Louisvilleuberguy said:


> What I have found is if your picking up passengers in lower income neighborhoods you run the risk of getting low rating if the person just feels like it. I know I got a 1 star last week because guy put wrong address in and it took me 5 minutes longer to find him since no one would answer the phone. He was late to work anyhow because I had to drive 13 minutes just to get him.
> 
> If you stick to upper income clientele and have a nice vehicle getting good ratings is a snap, Also getting good ratings when people are not in a major rush makes things easier also. And finally drunks don't as a whole know what they yell they are doing when rating most the time and will lower your rating.
> 
> ...


I was a Cleveland driver during the convention and my ratings were up that week.

How did you get to drive for it though if it's not your market?


----------



## KenM66 (Aug 26, 2016)

I had a rating always at the 4.6 threshold in Cleveland for months and nothing happened, so I don't really understand why some drivers immediately are dropped when it is below 4.6. It doesn't seem like there is any rhyme or reason in the policy deactivating a driver over ratings as it's never the same for any two drivers. 

My average was at 4.17 after last week in only 6 rated trips, and now is at 4.52, so I likely at least averaged in the 4.7-4.8 range this week then.


----------



## KenM66 (Aug 26, 2016)

Louisvilleuberguy said:


> . I know I got a 1 star last week because guy put wrong address in and it took me 5 minutes longer to find him since no one would answer the phone. He was late to work anyhow because I had to drive 13 minutes just to get him.


I don't have this problem because I don't go to pick people up other places. I tell them to cancel and they can find a driver closer to them. I don't even understand why people don't check to make sure their address is right before booking.


----------



## KenM66 (Aug 26, 2016)

I guess people's answers were about what I expected. I just was hoping there could be something I could do besides talk about mindless nonsense to get better ratings as I'm not only bad at that, but also find it rather repulsive, but it appears other people won't change no matter how illogical they are, because the job is to get them to their place in a reasonable time, not to talk to them. 

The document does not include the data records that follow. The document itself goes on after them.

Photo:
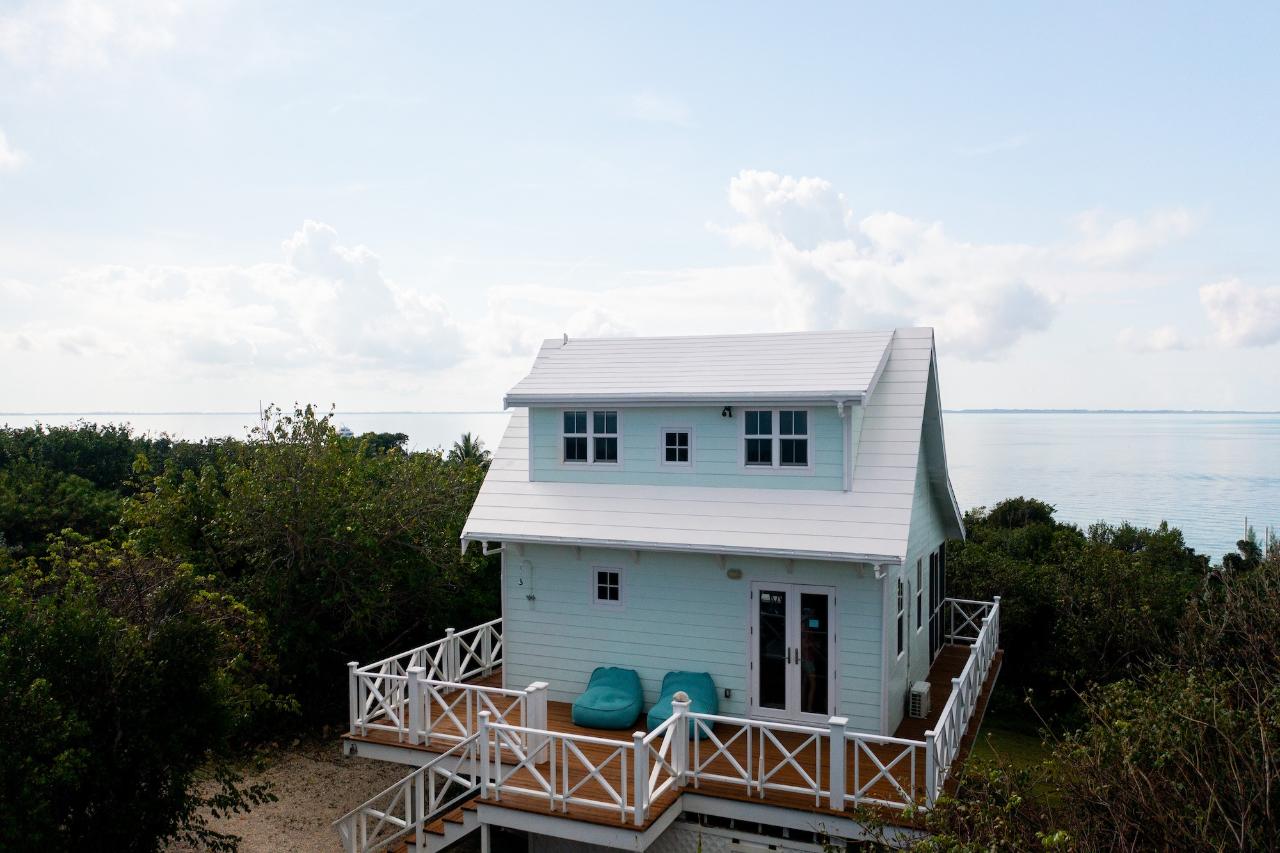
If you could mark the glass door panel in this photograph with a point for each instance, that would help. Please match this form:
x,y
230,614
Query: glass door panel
x,y
814,653
773,649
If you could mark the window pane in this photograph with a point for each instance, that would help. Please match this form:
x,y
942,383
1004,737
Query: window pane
x,y
606,450
794,451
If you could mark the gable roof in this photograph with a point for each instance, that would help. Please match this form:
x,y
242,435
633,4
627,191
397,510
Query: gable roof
x,y
869,523
730,368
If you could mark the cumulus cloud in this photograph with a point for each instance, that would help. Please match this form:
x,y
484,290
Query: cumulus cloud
x,y
887,269
1164,338
325,305
10,158
650,106
1124,240
87,33
1242,315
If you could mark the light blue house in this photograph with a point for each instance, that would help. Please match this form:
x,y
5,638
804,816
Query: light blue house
x,y
767,509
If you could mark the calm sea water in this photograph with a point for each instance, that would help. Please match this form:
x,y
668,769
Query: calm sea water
x,y
1201,473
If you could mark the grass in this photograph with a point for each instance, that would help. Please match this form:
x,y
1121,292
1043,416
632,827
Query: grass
x,y
1016,748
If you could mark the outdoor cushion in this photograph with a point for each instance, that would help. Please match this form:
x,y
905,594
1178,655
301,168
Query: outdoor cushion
x,y
702,697
612,699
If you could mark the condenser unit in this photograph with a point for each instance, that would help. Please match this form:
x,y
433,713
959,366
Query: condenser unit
x,y
920,699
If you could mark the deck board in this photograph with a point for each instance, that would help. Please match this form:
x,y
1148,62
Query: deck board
x,y
858,766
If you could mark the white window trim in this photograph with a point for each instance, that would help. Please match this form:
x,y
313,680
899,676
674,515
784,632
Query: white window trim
x,y
594,592
590,439
662,447
777,466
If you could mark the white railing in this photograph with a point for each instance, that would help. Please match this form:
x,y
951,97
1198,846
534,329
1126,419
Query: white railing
x,y
379,693
978,624
410,804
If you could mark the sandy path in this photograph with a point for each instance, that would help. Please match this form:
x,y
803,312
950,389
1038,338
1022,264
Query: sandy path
x,y
315,785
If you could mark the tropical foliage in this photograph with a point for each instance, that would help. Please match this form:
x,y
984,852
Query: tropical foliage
x,y
167,605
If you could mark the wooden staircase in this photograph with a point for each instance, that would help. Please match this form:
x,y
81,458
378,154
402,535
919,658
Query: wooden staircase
x,y
442,833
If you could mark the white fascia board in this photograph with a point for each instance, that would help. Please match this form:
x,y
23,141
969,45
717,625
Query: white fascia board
x,y
631,544
690,398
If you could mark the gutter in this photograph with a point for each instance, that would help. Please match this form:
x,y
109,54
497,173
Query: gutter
x,y
691,398
624,544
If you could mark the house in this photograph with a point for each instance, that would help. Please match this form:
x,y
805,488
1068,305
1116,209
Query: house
x,y
768,509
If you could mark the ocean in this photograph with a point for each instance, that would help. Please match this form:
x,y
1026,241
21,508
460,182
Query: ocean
x,y
1203,473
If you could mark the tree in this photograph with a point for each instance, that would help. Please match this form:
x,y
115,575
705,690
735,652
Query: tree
x,y
470,450
120,678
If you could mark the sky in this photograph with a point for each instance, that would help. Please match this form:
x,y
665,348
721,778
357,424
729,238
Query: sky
x,y
388,206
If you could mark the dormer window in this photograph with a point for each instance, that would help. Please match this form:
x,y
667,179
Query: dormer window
x,y
776,438
590,437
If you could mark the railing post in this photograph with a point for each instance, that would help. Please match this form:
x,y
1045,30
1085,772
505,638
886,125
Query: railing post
x,y
352,696
640,755
680,737
420,806
415,703
837,725
931,767
484,755
487,649
535,714
451,656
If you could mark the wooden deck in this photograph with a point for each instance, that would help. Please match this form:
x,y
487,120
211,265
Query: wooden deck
x,y
859,766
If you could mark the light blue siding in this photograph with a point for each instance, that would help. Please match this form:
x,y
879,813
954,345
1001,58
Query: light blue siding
x,y
926,536
717,450
679,612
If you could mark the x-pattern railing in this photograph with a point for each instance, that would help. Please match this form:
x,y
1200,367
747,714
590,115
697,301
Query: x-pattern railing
x,y
379,690
886,771
406,807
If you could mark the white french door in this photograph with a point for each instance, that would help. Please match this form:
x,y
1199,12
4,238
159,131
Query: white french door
x,y
792,651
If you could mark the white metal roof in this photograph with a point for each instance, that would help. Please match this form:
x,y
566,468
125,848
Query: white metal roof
x,y
744,368
867,524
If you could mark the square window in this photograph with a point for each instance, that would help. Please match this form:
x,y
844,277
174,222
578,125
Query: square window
x,y
607,587
675,446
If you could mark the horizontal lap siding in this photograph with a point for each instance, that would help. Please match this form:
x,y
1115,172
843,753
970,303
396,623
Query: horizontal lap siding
x,y
680,612
717,451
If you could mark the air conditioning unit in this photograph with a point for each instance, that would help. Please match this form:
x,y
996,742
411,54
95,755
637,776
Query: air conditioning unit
x,y
919,699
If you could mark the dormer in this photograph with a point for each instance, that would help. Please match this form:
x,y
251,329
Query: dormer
x,y
749,410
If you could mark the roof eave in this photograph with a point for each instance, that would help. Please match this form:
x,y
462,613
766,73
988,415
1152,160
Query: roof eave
x,y
626,544
516,400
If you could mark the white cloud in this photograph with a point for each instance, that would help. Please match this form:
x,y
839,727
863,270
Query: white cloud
x,y
1240,315
890,269
1164,338
328,306
10,158
1123,240
88,33
650,106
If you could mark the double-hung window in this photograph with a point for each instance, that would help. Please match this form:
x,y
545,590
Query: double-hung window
x,y
901,616
919,593
592,436
776,438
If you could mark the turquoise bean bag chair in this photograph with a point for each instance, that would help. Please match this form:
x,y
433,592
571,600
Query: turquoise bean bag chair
x,y
612,699
702,697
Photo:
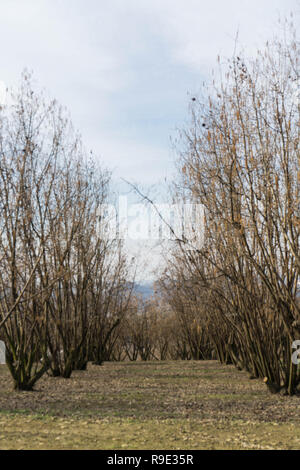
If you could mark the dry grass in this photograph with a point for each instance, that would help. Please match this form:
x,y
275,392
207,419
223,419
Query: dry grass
x,y
167,405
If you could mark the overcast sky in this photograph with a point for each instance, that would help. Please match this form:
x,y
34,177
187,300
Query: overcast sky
x,y
124,68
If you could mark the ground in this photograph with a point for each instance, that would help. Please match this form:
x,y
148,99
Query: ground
x,y
153,405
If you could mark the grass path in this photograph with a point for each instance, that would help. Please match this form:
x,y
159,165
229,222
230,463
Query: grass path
x,y
168,405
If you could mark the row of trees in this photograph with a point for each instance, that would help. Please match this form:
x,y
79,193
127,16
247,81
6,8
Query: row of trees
x,y
153,330
240,159
63,282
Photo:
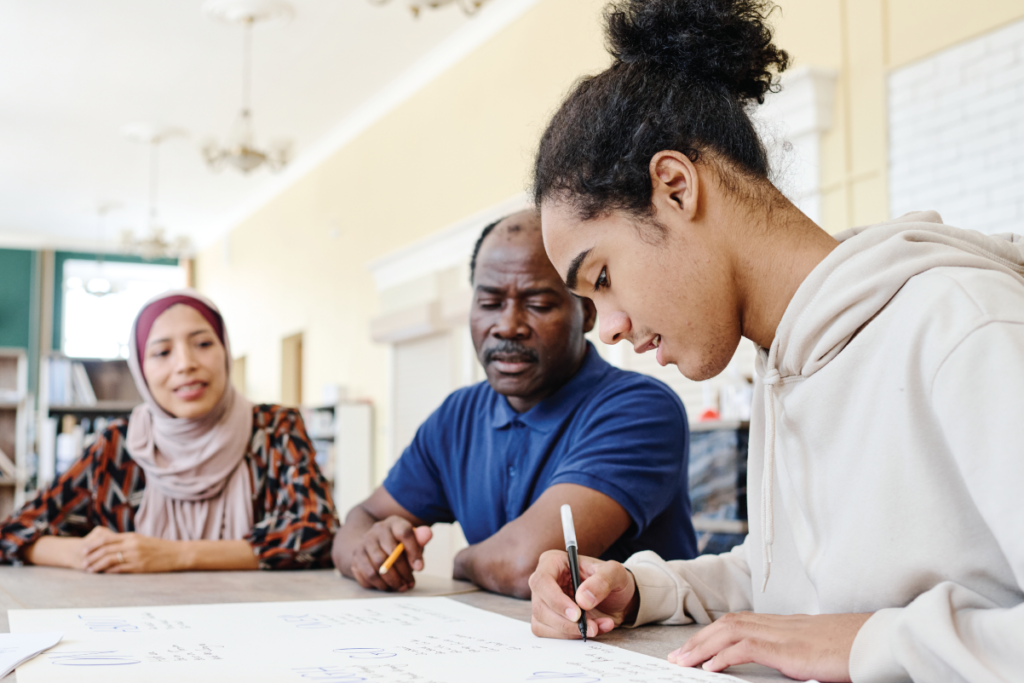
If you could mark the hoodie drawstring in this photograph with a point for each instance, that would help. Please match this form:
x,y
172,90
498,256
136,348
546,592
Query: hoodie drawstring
x,y
768,475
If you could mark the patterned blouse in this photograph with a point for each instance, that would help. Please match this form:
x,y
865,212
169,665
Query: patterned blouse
x,y
294,513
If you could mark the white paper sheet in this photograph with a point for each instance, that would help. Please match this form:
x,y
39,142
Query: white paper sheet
x,y
385,640
16,647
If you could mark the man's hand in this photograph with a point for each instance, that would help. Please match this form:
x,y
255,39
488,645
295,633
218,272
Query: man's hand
x,y
110,552
378,544
606,592
799,646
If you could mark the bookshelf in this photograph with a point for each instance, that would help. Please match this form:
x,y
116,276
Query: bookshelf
x,y
78,398
14,407
342,436
718,482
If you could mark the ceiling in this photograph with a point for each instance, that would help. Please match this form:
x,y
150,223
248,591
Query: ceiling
x,y
74,73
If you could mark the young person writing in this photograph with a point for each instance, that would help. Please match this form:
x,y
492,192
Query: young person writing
x,y
885,461
199,478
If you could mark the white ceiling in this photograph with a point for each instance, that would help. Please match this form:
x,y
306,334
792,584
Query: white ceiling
x,y
73,73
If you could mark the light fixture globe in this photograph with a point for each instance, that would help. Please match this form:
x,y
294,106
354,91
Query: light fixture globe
x,y
239,12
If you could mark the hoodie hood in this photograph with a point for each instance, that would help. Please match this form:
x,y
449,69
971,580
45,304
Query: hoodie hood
x,y
842,295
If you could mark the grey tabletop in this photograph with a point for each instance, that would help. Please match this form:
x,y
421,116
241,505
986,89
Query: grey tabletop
x,y
39,588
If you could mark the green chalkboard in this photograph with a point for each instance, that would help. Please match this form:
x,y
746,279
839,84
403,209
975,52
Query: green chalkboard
x,y
16,280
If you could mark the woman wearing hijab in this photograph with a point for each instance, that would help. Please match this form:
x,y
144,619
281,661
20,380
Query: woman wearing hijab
x,y
198,478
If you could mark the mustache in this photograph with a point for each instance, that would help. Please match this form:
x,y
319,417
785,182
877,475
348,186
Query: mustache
x,y
510,348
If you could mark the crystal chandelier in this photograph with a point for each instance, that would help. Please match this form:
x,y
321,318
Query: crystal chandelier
x,y
469,7
155,245
241,150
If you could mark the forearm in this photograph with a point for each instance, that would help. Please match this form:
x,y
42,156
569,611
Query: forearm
x,y
55,552
349,538
691,591
500,569
213,555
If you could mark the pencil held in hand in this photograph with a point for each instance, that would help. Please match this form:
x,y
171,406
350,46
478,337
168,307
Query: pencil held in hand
x,y
392,558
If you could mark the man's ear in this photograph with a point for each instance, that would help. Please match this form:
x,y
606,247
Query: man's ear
x,y
589,314
675,184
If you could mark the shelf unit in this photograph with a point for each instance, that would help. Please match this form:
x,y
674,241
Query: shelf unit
x,y
14,407
345,430
116,395
718,482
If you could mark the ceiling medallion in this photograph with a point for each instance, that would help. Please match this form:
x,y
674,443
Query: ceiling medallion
x,y
155,245
241,150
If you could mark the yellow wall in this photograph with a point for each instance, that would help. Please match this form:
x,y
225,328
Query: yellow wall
x,y
863,40
465,142
461,144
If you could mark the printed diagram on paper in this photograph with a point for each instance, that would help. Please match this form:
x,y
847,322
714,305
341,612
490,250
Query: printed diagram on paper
x,y
386,640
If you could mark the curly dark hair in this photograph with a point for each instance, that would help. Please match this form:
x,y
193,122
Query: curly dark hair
x,y
685,72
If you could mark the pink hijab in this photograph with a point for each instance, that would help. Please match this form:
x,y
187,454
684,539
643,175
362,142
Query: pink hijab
x,y
197,484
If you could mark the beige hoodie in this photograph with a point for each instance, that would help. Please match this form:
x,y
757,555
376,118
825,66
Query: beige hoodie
x,y
886,467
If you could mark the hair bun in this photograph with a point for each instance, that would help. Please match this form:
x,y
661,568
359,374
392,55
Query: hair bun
x,y
727,43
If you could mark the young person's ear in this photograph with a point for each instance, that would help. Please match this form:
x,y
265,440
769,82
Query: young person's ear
x,y
675,184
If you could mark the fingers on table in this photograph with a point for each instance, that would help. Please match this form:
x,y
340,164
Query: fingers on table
x,y
365,571
103,558
403,532
97,538
735,638
554,612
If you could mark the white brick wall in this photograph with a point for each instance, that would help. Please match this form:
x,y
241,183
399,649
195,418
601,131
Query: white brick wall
x,y
956,133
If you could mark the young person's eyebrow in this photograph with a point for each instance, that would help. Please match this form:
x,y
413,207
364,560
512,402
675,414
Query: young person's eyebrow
x,y
578,262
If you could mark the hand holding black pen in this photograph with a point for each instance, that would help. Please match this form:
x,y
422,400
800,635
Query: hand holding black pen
x,y
568,530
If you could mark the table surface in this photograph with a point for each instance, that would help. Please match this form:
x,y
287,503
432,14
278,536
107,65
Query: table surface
x,y
39,588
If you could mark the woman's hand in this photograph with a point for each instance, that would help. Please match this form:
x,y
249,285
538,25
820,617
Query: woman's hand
x,y
607,592
799,646
110,552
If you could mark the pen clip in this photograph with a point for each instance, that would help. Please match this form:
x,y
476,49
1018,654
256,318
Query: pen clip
x,y
568,530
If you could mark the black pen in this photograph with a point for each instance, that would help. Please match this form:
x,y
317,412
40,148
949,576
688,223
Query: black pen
x,y
568,530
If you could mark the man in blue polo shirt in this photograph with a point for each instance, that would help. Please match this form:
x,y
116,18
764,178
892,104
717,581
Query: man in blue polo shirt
x,y
553,424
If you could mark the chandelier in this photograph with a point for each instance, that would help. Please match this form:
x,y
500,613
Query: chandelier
x,y
155,245
469,7
241,150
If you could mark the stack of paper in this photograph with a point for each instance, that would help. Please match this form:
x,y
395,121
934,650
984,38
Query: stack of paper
x,y
16,648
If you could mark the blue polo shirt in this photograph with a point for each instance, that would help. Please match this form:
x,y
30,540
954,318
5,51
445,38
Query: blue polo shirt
x,y
477,461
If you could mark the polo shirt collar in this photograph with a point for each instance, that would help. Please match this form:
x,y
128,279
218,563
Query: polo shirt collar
x,y
552,411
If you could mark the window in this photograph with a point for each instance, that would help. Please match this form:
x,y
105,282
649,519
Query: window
x,y
101,299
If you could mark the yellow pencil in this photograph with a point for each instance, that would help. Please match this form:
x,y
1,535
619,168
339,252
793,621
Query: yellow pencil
x,y
392,558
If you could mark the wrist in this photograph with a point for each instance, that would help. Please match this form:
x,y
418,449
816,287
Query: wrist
x,y
183,555
461,569
633,608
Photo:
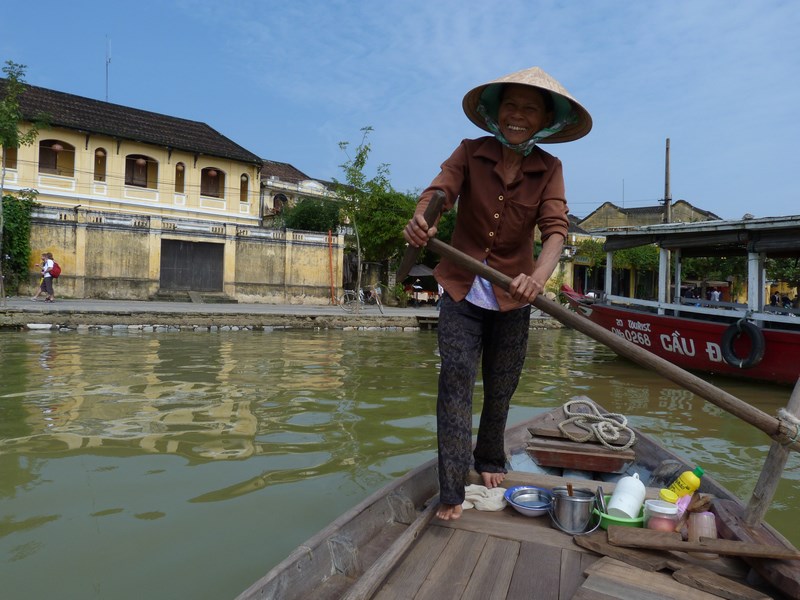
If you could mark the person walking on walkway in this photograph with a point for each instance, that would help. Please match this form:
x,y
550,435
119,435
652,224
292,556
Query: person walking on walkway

If my rating is above 4.5, that means I have to be getting mostly five star ratings, so not everyone is like that. 

I notice my ratings go down more in times of high depression. There are sometimes where after the next ride is done where I'm considering going to find the nearest Lowe's to get six feet of rope. I was tracked down by the cops once after one Uber ride and taken to the hospital as well over similar stuff.


----------



## Shangsta (Aug 15, 2016)

You could also drive a platform that doesnt judge you based on a rating. You mentioned all you care about is getting people to their destination? Why not be a cab or shuttle driver. 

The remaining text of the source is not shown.